Are Feynman Diagrams Concealing the True Nature of Particle Scattering?

Question

I've recently delved back into some alternative interpretations of quantum field theory.

While Richard Feynman often emphasized that calculations were sufficient and discouraged fixation on the "true" nature of events, his Nobel Lecture suggested exploring diverse avenues for advancing theoretical physics. It's pertinent to note that Feynman Diagrams, known for their utility in calculations and visualization, are isomorphic to the rigorous Schwinger-Tomonaga formulation, as established by Dyson.

My familiarity with QFT extends to the Lehmann–Symanzik–Zimmerman (LSZ) reduction formula derived from Lagrangian formalism, as well as the equivalent results obtained via the path integral formalism.

The proposed reinterpretation below predominantly abandons the particle-centric view and instead focuses solely on fields which must be in line with the rigorous Schwinger-Tomonaga formulation, with which I am not familiar.

I'm particularly curious whether Schwinger-Tomonaga- Dyson's rigorous formulation serves merely as another way of calculating amplitudes or if it indeed imparts insights into the physical processes underlying particle scattering—specifically, the moments before, during, and after.

The proposed reinterpretation posits that, during particle scattering, the energy-momentum of incoming fields interacts with quantum fields existing in the vacuum.

Unlike the traditional view involving virtual particle exchange seen in Feynman Diagrams, this interpretation posits that the interaction primarily occurs between the energy of incoming fields and vacuum quantum fields in a localized spacetime region.

This energy transfer excites the lowest energy fields in the vacuum into becoming real observed outgoing particles.

Does this reinterpretation, which deviates from the conventional portrayal through Feynman diagrams, offer a better comprehension of the physical process?

Could it prompt a reevaluation of long standing assumptions? Despite being rooted in the same QFT framework, does this reinterpretation indicate a promising path to fresh insights into the fundamental physical processes?

In summary, this question aims to determine the compatibility of the presented reinterpretation with established QFT interpretations which use virtual particles and the potential implications for advancing our understanding of fields interactions. The traditional concept of virtual particles is sidelined, with a focus on fields, rather than virtual and real particles as the primary entities driving interactions.

References:

Feynman, R. P. (1965). The Character of Physical Law. MIT Press.

Dyson, F. J. (1949). The radiation theories of Tomonaga, Schwinger, and Feynman. Physical Review, 75(3), 486.

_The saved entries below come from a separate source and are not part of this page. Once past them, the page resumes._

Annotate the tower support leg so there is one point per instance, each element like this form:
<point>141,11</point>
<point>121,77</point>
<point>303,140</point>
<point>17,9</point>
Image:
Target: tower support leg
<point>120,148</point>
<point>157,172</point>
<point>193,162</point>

Lehmann, H., Symanzik, K., & Zimmermann, W. (1955). On the formulation of quantized field theories. Il Nuovo Cimento, 1(2), 205-225.

Answer 1

all possible outgoing particles are actually pre-existing as virtual particles, matter and anti matter, within the vacuum.

Consider the Higgs particle with a mass-energy of 125 GeV. If you have a virtual Higgs just sitting there in what you refered to as a "vacuum", it's going to have this energy. Energy fluctuations in the vacuum are possible, but they are constrained by the Heisenberg uncertainty principle:

$$\Delta E \cdot \Delta t \sim h$$

where $\Delta E$ is the uncertainty in energy, $\Delta t$ is the uncertainty in time and $h$ is the planck constant. This means, if a Higgs particle would suddenly appear, the energy would shift by $\Delta E = 125$ GeV, so the time before it decays again would be at most

$$\Delta t \sim \frac{h}{\Delta E} \sim 10^{-26} \text{ s}$$

The Higgs can't exist for longer, because this would violate the uncertainty principle. The same is true for all other virtual particles (lighter ones can exist for a little longer).

So in my mind, this idea of virtual particles just "sitting" in the vacuum awaiting energy to turn into real particles doesn't work, because the mass-energy is always there.

Also note that Feynman diagrams were never meant to provide any deep insight into the nature of quantum interactions. They are just a useful tool for calculations, nothing more.